When the Heart Causes Obesity



The doctor wrote down “morbid obesity” in my chart. I was mortified. I looked it up. It meant I was going to die from being fat. I was 12.”

This is perhaps the most moving paragraph in Obese From the Heart, a book that everyone struggling with excess weight should read – more importantly, a book that every obesity researcher, health professional and decision maker should read.

Written by Sara L. Stein, a psychiatrist who has struggled with severe obesity all her life, the book provides profound insights into everything that I see in my own practice every day.

In just over 100 pages, divided into chapters that are often not more than a couple of pages long, Stein touches on all of the important human issues that are so often the underlying causes of uncontrolled overeating and excess weight.

From her own seminal experience as a three year old, with clear memories of the ecstatic experience of one day biting into a chocolate chip cookie, which triggered off a life long addiction, Stein writes about how emotions can profoundly influence ingestive behaviour.

With regard to food addiction, Stein notes:

Food addiction is unique among addictions in four ways: Food is unavoidable; Food is essential for life; Food is socially acceptable, everywhere; Food can actually elevate your status if it’s good. …food is the only addicting substance where abstinence is both impossible and unacceptable.
…it’s everyone noticing that you are not eating. Especially the cook.
So begins the brutal cycle of trying to control your additcion while still using. DIEting…

Other chapters deal with stress, depression, anxiety, anger, trauma, and grief. Regarding the later, she notes,

“I can trace my weight gains to anticipating grief, experiencing grief, and reliving grief”.

Her account of growing up as a “morbidly obese” child, teenager, and young woman are both insightful and heart wrenching.

Based on her extensive experience as a bariatric psychiatrist, she discusses the role of bariatric surgery, the problem of anti-fat bias and discrimination (especially amongst health professionals and the media), the important role of sex (or lack of it), and the self-destructive “people pleaser” attitude that reinforces the cycle of nourishing (and respecting?) everyone else but yourself.
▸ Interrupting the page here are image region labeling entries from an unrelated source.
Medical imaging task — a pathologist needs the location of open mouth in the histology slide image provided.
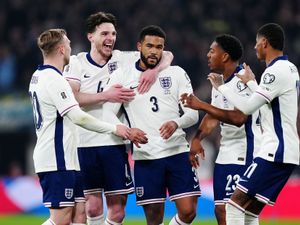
[103,44,113,50]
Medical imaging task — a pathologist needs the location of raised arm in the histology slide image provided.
[66,106,129,139]
[68,80,135,107]
[181,93,247,127]
[189,114,219,168]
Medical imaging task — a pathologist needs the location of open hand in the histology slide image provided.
[116,125,130,139]
[207,73,224,90]
[159,121,178,139]
[104,84,135,103]
[189,138,205,168]
[180,93,203,110]
[129,128,148,148]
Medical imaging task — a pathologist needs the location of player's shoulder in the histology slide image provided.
[111,49,140,61]
[162,65,186,74]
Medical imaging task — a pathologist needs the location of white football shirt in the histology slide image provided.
[29,65,79,173]
[252,56,300,165]
[64,50,139,147]
[211,67,261,165]
[103,61,198,160]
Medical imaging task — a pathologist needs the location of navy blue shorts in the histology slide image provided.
[237,158,296,205]
[38,170,83,208]
[134,152,201,205]
[213,163,248,205]
[78,145,134,195]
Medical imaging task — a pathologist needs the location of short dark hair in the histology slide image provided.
[37,28,67,56]
[139,25,167,42]
[86,12,117,33]
[215,34,244,61]
[257,23,285,51]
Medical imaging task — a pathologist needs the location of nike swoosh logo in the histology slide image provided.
[130,85,139,89]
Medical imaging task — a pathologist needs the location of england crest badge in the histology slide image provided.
[107,62,118,74]
[135,187,144,197]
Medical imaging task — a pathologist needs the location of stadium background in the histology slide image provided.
[0,0,300,223]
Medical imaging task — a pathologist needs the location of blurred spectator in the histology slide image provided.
[0,0,300,177]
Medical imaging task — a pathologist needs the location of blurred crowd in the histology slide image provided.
[0,0,300,176]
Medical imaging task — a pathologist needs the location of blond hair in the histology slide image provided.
[37,29,67,56]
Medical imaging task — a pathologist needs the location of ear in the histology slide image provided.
[86,33,93,42]
[136,42,142,51]
[57,45,66,55]
[262,38,269,48]
[222,52,230,63]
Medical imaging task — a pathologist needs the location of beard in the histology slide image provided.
[141,52,160,69]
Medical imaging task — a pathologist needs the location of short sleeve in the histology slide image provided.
[63,55,83,82]
[177,67,193,98]
[256,70,285,102]
[46,76,78,116]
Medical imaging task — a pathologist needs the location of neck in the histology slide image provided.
[139,59,148,70]
[43,58,65,72]
[90,48,109,65]
[265,50,283,66]
[223,62,239,80]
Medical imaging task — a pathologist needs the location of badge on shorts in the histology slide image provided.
[65,188,73,199]
[135,187,144,197]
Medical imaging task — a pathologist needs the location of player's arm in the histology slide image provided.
[102,73,148,148]
[189,114,219,168]
[208,74,268,115]
[174,68,199,128]
[65,106,129,139]
[63,56,134,107]
[138,51,174,94]
[180,93,247,127]
[68,79,135,107]
[159,67,199,139]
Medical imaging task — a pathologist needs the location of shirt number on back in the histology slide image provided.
[150,96,158,112]
[29,91,43,130]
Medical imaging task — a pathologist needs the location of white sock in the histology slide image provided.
[169,214,190,225]
[42,218,56,225]
[245,211,259,225]
[225,200,245,225]
[86,214,105,225]
[105,218,122,225]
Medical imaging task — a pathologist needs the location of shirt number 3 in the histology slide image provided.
[150,96,159,112]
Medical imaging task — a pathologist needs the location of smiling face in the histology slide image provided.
[138,35,165,69]
[88,23,117,59]
[207,41,227,73]
[254,35,267,61]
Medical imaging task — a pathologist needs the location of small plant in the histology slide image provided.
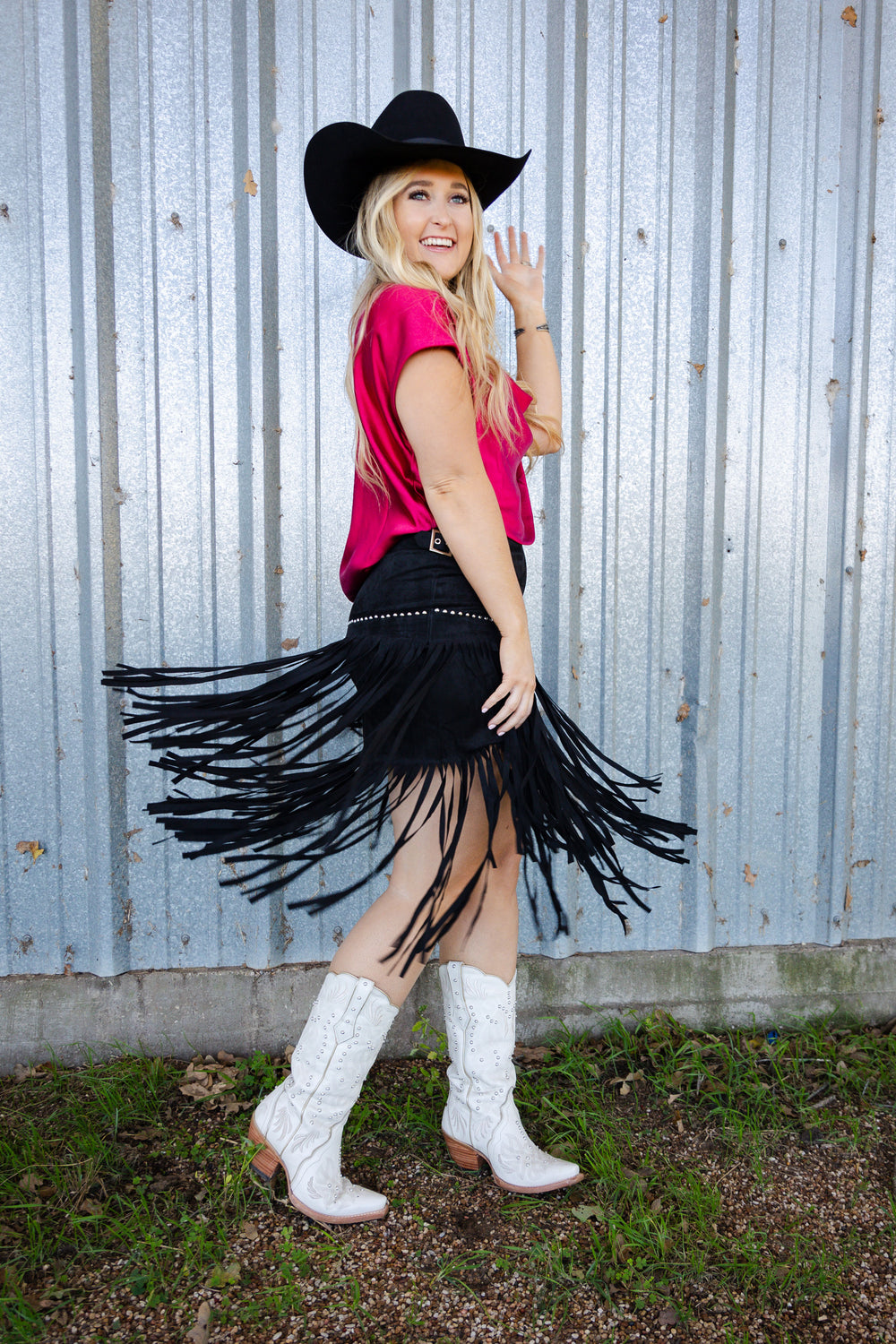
[411,1004,447,1062]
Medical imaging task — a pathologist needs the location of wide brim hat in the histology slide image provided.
[305,89,530,255]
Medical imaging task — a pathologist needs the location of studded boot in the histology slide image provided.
[439,961,583,1195]
[248,970,398,1223]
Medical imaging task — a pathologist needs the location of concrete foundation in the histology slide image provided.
[0,940,896,1074]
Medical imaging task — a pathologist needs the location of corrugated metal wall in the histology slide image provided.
[0,0,896,973]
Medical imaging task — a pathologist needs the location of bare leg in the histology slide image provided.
[439,796,520,984]
[331,780,520,1007]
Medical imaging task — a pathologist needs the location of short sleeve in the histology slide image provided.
[369,285,460,405]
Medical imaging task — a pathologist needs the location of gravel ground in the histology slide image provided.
[21,1061,896,1344]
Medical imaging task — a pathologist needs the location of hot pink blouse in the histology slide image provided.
[339,285,535,599]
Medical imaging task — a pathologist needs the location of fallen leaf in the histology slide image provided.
[12,1064,43,1083]
[186,1303,211,1344]
[513,1046,551,1064]
[16,840,44,863]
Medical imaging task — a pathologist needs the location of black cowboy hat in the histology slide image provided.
[305,89,530,255]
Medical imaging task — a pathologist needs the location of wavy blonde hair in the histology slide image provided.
[345,160,562,496]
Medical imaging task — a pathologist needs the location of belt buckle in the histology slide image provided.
[430,527,452,556]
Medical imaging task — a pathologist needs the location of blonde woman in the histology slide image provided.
[108,91,689,1223]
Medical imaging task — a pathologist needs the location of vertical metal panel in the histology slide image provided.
[0,0,896,973]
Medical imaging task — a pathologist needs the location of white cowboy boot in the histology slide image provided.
[439,961,584,1195]
[248,970,398,1223]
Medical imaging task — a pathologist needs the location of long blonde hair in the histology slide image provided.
[345,164,562,496]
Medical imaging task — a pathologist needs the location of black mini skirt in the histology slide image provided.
[103,532,694,965]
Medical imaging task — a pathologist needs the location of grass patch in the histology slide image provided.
[0,1013,896,1341]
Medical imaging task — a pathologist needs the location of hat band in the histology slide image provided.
[399,136,466,150]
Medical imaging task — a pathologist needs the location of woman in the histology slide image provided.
[108,93,689,1223]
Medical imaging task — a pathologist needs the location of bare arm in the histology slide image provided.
[489,225,563,454]
[395,349,535,733]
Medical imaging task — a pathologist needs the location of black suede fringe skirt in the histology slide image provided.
[103,532,694,967]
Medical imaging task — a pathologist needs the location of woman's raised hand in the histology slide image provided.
[487,225,544,312]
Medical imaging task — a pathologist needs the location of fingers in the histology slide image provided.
[495,225,544,274]
[482,680,535,738]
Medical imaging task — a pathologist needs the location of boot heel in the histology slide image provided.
[248,1117,280,1185]
[442,1131,487,1172]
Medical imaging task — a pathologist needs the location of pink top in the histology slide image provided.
[339,285,535,601]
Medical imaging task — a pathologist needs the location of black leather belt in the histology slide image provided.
[392,527,452,556]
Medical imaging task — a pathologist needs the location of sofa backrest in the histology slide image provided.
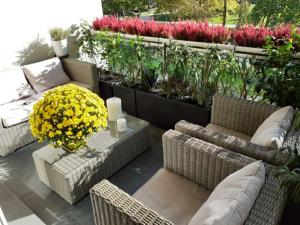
[211,94,280,136]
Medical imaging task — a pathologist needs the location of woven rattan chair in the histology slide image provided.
[90,130,287,225]
[0,58,99,156]
[175,94,300,165]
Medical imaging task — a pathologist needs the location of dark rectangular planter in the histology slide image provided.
[113,86,136,116]
[99,80,113,101]
[136,91,210,129]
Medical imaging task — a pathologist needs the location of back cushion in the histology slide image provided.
[23,57,70,92]
[0,68,35,105]
[189,161,265,225]
[250,106,295,149]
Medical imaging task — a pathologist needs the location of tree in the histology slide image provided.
[223,0,227,26]
[250,0,300,26]
[102,0,149,16]
[237,0,250,27]
[155,0,223,20]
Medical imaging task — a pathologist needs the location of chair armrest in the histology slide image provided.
[61,58,99,94]
[245,173,288,225]
[175,120,289,165]
[163,130,255,190]
[211,94,279,136]
[90,180,173,225]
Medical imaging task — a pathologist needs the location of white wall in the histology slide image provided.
[0,0,103,71]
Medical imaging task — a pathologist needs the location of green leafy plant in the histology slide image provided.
[141,47,164,90]
[274,112,300,203]
[161,44,192,100]
[49,27,69,41]
[255,31,300,108]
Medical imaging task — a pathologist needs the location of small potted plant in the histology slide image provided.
[49,27,69,57]
[29,84,107,153]
[274,112,300,204]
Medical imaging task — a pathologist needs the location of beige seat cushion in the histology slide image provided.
[22,57,71,93]
[189,161,265,225]
[67,80,93,91]
[0,92,44,127]
[133,169,211,225]
[0,67,35,105]
[206,123,251,141]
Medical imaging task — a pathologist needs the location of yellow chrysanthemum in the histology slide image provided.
[29,84,107,150]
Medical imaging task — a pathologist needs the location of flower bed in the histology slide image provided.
[93,16,300,47]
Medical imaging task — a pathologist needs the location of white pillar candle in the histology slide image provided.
[117,119,127,132]
[106,97,122,121]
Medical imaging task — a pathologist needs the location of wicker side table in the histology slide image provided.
[32,116,149,205]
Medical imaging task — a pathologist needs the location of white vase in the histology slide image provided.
[52,39,68,57]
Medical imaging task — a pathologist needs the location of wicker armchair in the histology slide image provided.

Most importantly, Stein shares how she herself found balance – the struggle continues but, down 75 lbs from her highest weight, she has never found it easier to manage her weight since identifying her emotional eating patterns and accepting herself as a wonderful divine being. (“all of us are human with souls, and wants, and emotions, and families and friends”).

While I do not agree with everything Stein writes, such as her views on the role of nutritional supplements (for which evidence is anecdotal at best) or detoxification (whatever that means), the book is nevertheless full of important advice both for health professionals as well as anone struggling with excess weight.

Thank you Sara for sending me a copy of your book – it will definitely be recommended reading for my staff and colleagues – even my patients!